Vom Online-Shopping profitieren die KEP-Dienste (Kurier, Express und Paketdienste).

Bei der Deutschen Post DHL ist der Umsatz im Bereich Post-eCommerce-Parcel (PeP) im 1. Halbjahr um 7,8% gestiegen.

Neben der Porto-Erhöhung trugen Mengen-Steigerungen zu dieser positiven Entwicklung bei. Auch bei UPS setzte sich der starke Wachstums-Trend im Business-to-Consumer-Bereich (B2C) fort.

Der Umsatz des US-Paketgeschäfts erhöhte sich um 2,4%. Das Paketvolumen verbesserte sich im Tagesdurchschnitt um 2,5%, wobei die UPS- „Next Day Air“-Produkte und die „Ground“-Produkte um 5,6 bzw. 2,4% zulegten.
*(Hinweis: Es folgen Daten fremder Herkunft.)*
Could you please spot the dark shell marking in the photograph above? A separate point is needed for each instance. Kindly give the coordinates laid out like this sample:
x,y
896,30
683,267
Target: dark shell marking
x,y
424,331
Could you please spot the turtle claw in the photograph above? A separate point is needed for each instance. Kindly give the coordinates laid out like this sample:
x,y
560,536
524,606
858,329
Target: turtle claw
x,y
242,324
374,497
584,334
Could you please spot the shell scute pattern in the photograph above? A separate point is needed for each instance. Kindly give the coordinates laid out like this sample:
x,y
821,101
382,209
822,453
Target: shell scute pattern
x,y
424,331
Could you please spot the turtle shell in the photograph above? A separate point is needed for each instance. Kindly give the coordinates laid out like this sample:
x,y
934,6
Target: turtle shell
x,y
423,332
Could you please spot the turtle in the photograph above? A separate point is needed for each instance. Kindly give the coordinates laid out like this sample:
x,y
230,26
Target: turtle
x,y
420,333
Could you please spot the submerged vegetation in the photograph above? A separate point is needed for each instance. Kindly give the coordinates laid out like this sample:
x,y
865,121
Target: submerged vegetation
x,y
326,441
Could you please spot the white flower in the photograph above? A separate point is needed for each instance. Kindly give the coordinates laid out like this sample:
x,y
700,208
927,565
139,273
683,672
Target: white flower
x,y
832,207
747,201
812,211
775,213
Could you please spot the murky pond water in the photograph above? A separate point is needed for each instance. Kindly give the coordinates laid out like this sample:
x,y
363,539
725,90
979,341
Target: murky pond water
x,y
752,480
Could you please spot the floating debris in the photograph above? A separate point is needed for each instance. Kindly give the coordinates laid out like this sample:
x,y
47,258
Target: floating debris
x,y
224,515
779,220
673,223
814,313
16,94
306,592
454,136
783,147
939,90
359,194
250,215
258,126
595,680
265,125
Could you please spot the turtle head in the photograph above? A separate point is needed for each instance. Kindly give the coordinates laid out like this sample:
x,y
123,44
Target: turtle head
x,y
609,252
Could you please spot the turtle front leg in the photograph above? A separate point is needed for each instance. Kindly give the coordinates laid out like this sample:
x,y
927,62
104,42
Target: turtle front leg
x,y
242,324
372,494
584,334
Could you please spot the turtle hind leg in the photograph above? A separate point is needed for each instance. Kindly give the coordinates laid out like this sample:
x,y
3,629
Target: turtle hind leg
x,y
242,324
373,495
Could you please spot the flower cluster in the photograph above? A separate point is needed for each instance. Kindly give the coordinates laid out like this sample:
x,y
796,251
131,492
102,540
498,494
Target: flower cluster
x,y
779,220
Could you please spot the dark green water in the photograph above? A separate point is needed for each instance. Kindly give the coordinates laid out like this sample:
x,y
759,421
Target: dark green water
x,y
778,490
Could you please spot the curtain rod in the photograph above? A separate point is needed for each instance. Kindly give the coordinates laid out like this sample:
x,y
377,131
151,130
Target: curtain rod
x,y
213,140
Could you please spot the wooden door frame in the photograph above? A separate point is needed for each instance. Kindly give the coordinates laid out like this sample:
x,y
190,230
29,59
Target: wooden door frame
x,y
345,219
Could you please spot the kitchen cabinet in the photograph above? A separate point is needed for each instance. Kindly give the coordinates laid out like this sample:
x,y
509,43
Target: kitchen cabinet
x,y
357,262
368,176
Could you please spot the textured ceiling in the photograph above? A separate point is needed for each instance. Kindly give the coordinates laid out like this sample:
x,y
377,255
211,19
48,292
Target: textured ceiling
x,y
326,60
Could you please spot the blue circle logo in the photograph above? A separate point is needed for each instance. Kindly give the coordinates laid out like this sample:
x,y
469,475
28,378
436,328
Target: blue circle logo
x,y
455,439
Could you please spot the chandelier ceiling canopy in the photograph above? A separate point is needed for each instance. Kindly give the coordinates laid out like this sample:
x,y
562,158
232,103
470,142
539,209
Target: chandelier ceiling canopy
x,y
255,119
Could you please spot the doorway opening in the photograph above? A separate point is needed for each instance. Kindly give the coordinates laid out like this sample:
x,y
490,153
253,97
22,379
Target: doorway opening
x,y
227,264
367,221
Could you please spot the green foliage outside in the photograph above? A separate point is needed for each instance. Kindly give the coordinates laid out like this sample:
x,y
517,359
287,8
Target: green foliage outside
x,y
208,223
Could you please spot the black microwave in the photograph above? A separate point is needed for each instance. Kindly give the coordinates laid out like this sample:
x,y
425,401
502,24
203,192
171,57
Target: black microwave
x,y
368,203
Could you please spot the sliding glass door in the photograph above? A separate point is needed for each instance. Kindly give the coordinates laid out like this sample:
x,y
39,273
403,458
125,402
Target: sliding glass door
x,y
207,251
Im Paketbereich erwarten wir aufgrund der ständig zunehmenden Bedeutung des Online-Shoppings weiterhin steigende Volumina.

Die Entwicklung des internationalen Paket- und Frachtgeschäfts wiederum ist wesentlich von der Konjunktur-Entwicklung, den internationalen Handelsströmen und der damit verbundenen Preisentwicklung abhängig.

Wettbewerbs-Intensität und Preisdruck bleiben in diesem Bereich weiterhin hoch.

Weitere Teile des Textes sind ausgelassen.